By The Active Age | December 1, 2022

Candace Small Gilbert found old Beechwood buildings converted into apartments by her father still standing, but in poor shape.

The Beechwood neighborhood, hastily built to house aircraft workers during World War II, survived longer than previously thought. Or at least some of its barracks-like housing units did.

Unlike Planeview and Hilltop Manor — Wichita’s two other “temporary” WWII neighborhoods that remain in existence today — Beechwood was cleared and the site along East Douglas is now occupied by an office building that once housed Pizza Hut’s headquarters.
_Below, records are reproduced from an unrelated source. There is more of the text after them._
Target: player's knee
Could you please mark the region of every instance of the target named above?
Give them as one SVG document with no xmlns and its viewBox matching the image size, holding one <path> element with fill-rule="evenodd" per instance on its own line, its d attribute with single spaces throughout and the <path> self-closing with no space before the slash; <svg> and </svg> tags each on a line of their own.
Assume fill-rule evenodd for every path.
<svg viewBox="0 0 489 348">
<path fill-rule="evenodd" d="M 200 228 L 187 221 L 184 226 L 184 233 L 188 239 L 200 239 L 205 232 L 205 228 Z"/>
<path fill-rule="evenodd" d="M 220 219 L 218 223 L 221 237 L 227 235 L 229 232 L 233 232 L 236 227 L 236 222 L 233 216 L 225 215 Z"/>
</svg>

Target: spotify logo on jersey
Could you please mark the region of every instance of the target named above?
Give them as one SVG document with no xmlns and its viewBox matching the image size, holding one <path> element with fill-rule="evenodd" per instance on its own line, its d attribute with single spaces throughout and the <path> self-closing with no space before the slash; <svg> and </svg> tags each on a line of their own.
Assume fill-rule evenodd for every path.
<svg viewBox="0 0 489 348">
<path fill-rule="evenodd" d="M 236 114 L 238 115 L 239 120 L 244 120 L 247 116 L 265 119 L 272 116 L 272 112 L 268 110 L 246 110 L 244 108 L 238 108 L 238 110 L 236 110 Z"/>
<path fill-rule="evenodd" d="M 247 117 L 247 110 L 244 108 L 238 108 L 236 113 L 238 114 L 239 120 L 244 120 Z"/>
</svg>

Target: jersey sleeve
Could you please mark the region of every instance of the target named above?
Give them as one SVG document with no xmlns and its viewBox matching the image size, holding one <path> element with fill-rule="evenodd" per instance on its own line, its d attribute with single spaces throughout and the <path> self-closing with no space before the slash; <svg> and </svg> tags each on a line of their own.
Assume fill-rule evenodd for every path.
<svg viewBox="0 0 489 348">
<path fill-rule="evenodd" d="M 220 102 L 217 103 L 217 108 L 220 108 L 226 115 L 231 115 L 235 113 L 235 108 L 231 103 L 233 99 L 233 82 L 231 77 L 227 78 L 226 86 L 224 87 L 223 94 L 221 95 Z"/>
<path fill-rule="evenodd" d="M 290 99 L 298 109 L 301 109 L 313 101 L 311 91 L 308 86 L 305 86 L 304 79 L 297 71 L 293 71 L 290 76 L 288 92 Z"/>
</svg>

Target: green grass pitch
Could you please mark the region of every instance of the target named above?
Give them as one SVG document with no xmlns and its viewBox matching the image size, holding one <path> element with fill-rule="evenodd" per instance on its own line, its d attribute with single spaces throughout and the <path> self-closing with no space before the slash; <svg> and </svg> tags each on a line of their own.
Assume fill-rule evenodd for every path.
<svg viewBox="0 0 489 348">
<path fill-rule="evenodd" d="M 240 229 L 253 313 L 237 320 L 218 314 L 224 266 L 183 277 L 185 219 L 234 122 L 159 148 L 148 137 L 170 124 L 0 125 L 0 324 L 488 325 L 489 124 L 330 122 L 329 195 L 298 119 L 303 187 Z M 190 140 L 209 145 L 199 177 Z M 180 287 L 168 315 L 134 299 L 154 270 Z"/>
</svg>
But after former Beechwood resident Donald Willis’ article about the place ran in our September issue, another former resident, Candace Gilbert, got in touch to let us know that her father, Tom Small, had bought and moved several of the units to a neighborhood just northeast of the intersection of Central and Webb Road, visible from the old Beech plant. Another Active Age reader emailed Willis that some other Beechwood buildings were moved to the Sunview area south of MacArthur Road, where they survived until the 1970s.

Tom Small rented his three buildings out as apartments. Gilbert said her father sold them in 1995; she made a special card for him to mark the occasion. She and Willis took a drive to the area and discovered the units are still standing, although they appear to have been abandoned for some time.

Gilbert said her father worked for Beech Aircraft before joining the Navy. He served as an officer in World War II, then was called back as a member of the reserves when the Korean War broke out. Beech held his job for him, and he ended up working for the company for 42 years.

Gilbert said the apartments were kind of a family business. “My Saturdays were out there helping,” she said. Back then, she said, the nine two-story units were well maintained.

“A lot of my friends started out (living) there. A lot of my relatives, too.”

Today, the surrounding neighborhood of modest homes — some inhabited, some not — is known in some quarters as “Dogpatch,” and Gilbert wouldn’t mind seeing the apartments torn down. 

But if that happens, she hopes the four huge oak trees she planted in the front yard decades ago can be saved.

“They’re quite beautiful now,” she said. “I was hoping if they do tear it down, they could turn it into a park. But they won’t.”